Tiziana Campisi – Città del Vaticano
La Fondazione Aiuto alla Chiesa che Soffre ha indetto per il primo febbraio una Giornata di preghiera per il Myanmar, dove, a un anno dal colpo di Stato, si registra una escalation di violenze e bombardamenti e il bilancio è di oltre 1.400 persone uccise, di cui almeno 50 bambini, e più di 10 mila arrestate. Tra loro anche sacerdoti cattolici e pastori protestanti. Nel Paese la risposta dei militari alle massicce manifestazioni contro il loro abuso di potere è stata spietata e brutale e la Chiesa locale continua a lanciare appelli per la pace. Alla loro voce si è unita quella del Papa che, nel messaggio natalizio Urbi et Orbi, ha pregato per il Myanmar.
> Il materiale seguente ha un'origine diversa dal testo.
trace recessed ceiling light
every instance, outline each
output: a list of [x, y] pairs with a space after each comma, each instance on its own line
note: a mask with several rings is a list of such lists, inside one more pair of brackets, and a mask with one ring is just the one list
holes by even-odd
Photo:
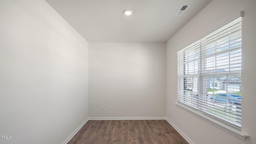
[[123, 12], [126, 16], [130, 16], [132, 14], [132, 10], [125, 10], [123, 11]]

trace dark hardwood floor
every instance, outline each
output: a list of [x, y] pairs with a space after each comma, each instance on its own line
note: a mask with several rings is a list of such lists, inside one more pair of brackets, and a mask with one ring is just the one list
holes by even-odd
[[188, 143], [166, 120], [89, 120], [68, 144]]

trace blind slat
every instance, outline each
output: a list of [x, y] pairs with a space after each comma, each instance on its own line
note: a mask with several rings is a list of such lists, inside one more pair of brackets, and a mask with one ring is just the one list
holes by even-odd
[[178, 52], [178, 101], [240, 129], [241, 35], [239, 18]]

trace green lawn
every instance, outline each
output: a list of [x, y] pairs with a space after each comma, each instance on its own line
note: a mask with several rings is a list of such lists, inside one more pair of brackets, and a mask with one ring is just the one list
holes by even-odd
[[[213, 90], [213, 89], [207, 89], [207, 90], [206, 90], [206, 92], [213, 92], [213, 90]], [[215, 91], [218, 91], [219, 90], [214, 90], [214, 92], [215, 92]]]

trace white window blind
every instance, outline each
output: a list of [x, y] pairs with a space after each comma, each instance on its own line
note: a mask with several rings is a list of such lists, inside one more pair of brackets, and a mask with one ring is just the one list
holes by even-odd
[[241, 126], [241, 18], [178, 52], [178, 102]]

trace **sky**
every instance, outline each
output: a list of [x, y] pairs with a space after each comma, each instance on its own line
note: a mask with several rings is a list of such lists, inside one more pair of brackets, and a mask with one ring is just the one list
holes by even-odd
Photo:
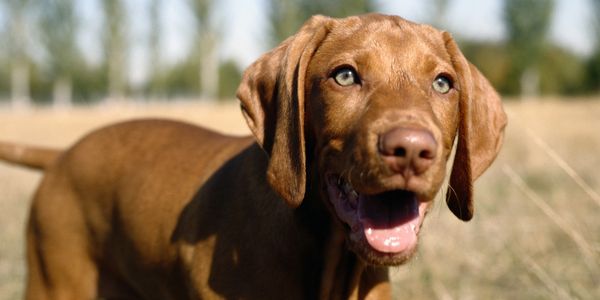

E proprio accogliendo l’appello della Conferenza episcopale cattolica dello scorso 14 gennaio, in segno di comunione con la Chiesa locale, la Fondazione di diritto Pontificio invita a pregare per la nazione asiatica. “Incoraggiamo fortemente tutte le nostre diocesi cattoliche a promuovere la pace nel nostro Paese attraverso tutti gli sforzi possibili, specialmente attraverso le preghiere – avevano scritto i vescovi in una dichiarazione -. Con il nostro accompagnamento pastorale, porteremo conforto nel bisogno. Il nostro servizio raggiungerà ogni persona in questo Paese senza distinzione di razza o religione”.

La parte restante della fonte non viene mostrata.